The plane penetrated deep into the peat when it crashed. Seventy years later in 2011, historians Jonny McNee, Steve Vissard, Jeff Careless and Gareth Jones began searching for the missing Spitfire, following numerous failed attempts by others, in June 2011 they discovered the wreckage near Moneydarragh, Co Donegal with the aid of specialist detecting equipment. The team of archaeologists, also found the plane's six Browning .303 machine guns and about a thousand rounds of ammunition buried 15 feet deep.
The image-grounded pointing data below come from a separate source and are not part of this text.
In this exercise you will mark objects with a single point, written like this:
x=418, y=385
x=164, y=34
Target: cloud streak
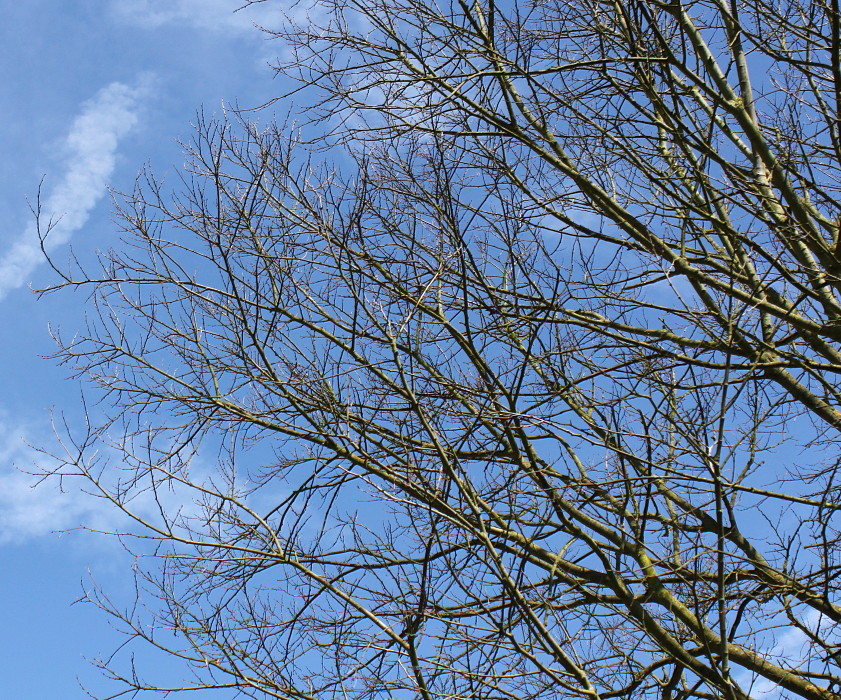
x=213, y=15
x=91, y=150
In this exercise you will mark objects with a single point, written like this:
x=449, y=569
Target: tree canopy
x=511, y=373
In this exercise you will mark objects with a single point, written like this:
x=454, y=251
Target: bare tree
x=519, y=380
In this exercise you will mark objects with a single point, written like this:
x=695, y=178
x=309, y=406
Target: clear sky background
x=91, y=91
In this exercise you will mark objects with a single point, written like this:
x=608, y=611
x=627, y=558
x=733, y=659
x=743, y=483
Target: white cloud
x=91, y=149
x=214, y=15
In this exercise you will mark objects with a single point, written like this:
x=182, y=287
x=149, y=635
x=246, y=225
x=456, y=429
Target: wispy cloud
x=90, y=149
x=213, y=15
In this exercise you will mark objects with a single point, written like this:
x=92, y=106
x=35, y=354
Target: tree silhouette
x=518, y=380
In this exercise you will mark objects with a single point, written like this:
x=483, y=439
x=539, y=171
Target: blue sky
x=92, y=90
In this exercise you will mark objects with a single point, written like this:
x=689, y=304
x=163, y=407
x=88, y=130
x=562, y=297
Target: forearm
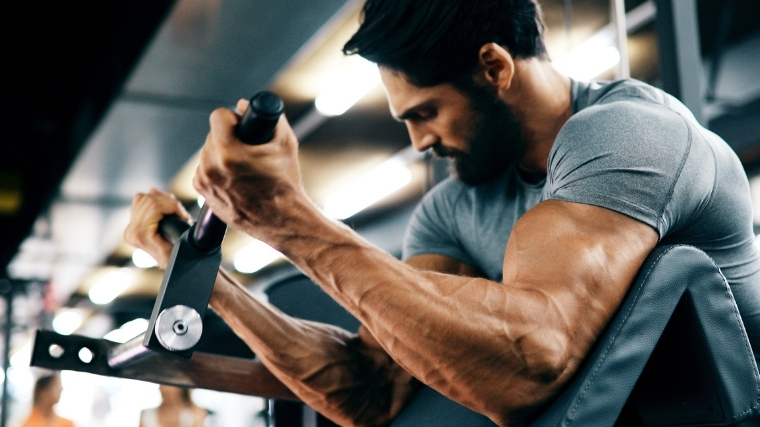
x=466, y=337
x=332, y=370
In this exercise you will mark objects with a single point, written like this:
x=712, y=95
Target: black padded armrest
x=603, y=384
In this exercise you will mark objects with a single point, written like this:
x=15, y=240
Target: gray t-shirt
x=630, y=148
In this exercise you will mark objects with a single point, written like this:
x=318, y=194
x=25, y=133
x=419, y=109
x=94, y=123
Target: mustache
x=443, y=152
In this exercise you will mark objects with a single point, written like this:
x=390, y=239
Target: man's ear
x=497, y=66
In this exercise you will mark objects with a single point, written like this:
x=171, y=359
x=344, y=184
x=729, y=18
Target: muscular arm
x=498, y=348
x=346, y=377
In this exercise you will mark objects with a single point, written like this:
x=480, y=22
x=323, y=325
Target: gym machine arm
x=164, y=354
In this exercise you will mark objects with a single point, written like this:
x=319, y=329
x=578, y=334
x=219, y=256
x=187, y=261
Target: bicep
x=443, y=264
x=581, y=259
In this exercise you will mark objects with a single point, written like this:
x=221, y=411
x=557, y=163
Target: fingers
x=147, y=211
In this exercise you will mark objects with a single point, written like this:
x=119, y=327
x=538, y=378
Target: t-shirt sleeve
x=625, y=156
x=433, y=226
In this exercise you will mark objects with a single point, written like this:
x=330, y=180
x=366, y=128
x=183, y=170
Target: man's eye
x=424, y=115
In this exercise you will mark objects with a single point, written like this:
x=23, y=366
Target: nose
x=422, y=138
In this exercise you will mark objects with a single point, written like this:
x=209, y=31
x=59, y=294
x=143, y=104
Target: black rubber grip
x=256, y=127
x=260, y=119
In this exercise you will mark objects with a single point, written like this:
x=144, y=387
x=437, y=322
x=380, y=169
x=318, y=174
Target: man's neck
x=540, y=98
x=46, y=410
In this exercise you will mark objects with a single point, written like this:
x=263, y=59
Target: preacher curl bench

Because he joined the British war effort while the US was still neutral, he was stripped of his US citizenship. The RAF pilot was interned at the Curragh army camp in the neutral state of Ireland. On 13 December 1941, he walked out of camp, caught the train from Dublin to Belfast and was back at RAF Station Eglinton within hours. He was subsequently arrested and held for two more years while the authorities in the UK and Ireland debated how to handle his escape. In 1943 he escaped again and this time was sent to the United States Army Air Forces (USAAF) where he served for the rest of the war.

He later served as a pilot in Korea and Vietnam, and died in Florida in 1994. He retired as a lieutenant colonel, with 12,000 flying hours logged and approximately 900 combat missions to his credit in all three wars.

The dig was filmed by Derry-based TV company 360 Productions for a BBC series on military archaeology, and the Spitfire plane is preserved at the Tower Museum in Derry. The machine guns recovered were found to be in relatively good condition and one was actually fired.